A Jalopnik writer, Aaron Gordon, claimed that Uber and Lyft don’t have a right to exist in an article for the automotive news and opinion website. He specifically talks about how ridesharing companies currently treat employees as independent contractors.
Gordon covered Assembly Bill 5, a recently signed California law that would label gig economy workers as employees rather than independent contractors. Uber and Lyft expressed concerns about how AB 5 would hurt their business. In this regard, they may be on to something. But this goes beyond profit, as such a designation would hurt and price out many potential workers that could greatly benefit from the new opportunities that the gig economy provides.
By making these companies treat their drivers as employees, they could potentially subject them to arbitrary labor regulations and even make them susceptible to coercive union politics. Minimum wage, paid sick days, and health insurance benefits are just some of the requirements that could be forced upon these companies. In turn, these companies will have to lay off employees or cut their hours just to be able to comply with these costs.
Workers who are traditionally down and out can at least do ridesharing work to stay afloat in the interim. This beats being unemployed, turning to public assistance, or engaging in antisocial behavior such as crime. On top of that, the gig economy represents a revolutionary development in the workplace that doesn’t require workers to be tied down to fixed locations or rigid work schedules.
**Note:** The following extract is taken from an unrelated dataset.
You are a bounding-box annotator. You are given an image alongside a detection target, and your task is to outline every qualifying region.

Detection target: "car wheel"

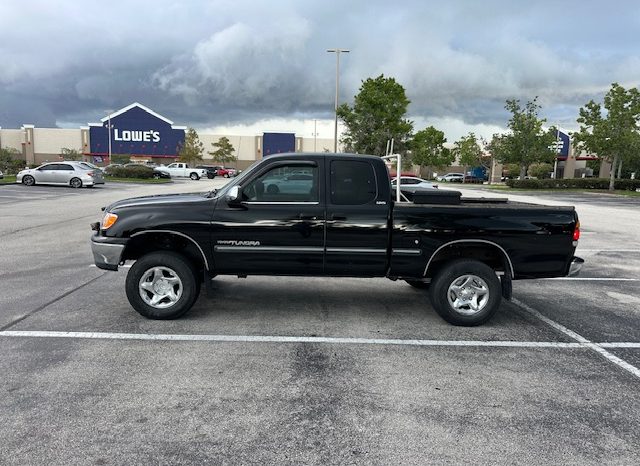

Sadly, this kind of legislation seems like something that would come out of the California legislature. After all, California is notorious for its oppressive tax system, which mirrors the federal government’s convoluted system. As if heavy taxation wasn’t a strike against it, the state features a host of anti-growth policies such as public sector unionization and restrictive land-use regulations. AB 5 is definitely in the same spirit of restrictive economic policies that have made California much harder to live and work in.
Instead of trying to comply with this onerous legislative proposal, the rideshare companies offered a reasonable alternative where drivers would earn “a minimum of approximately $21 per hour while on a trip, including the costs of their average expenses.”
On top of that, they proposed “robust new benefits such as paid time off, sick leave, and compensation if they are injured while driving.” However, lawmakers weren’t buying that.
By signing AB 5 into law, cities like Los Angeles and San Francisco are now joining New York City in heavily regulating the rideshare industry. Last month, New York City limited the number of vehicles that rideshare companies could use within city limits. If other cities start putting the clamps on Uber and Lyft, it will be much more difficult for them to conduct business.
For those concerned about employee welfare, trying to regulate these companies even further is the wrong way to approach this matter. These companies are within their rights to negotiate how they structure their relationship with their workers.
That’s freedom of association in its purest form.
Yes, there is plenty to be done in order to improve workers’ standards of living. But most would be shocked to find out that it won’t involve government. In fact, it means scaling back the large array of regulations that burden California’s economy. According to the Cato Institute’s Freedom in the 50 States index, California is ranked in 48th place for overall regulatory policy, indicating that it has too much regulation that inhibits the formation of new businesses and stifles economic growth.
AB 5’s passage will only solidify California’s status as one of the most anti-business states in the nation.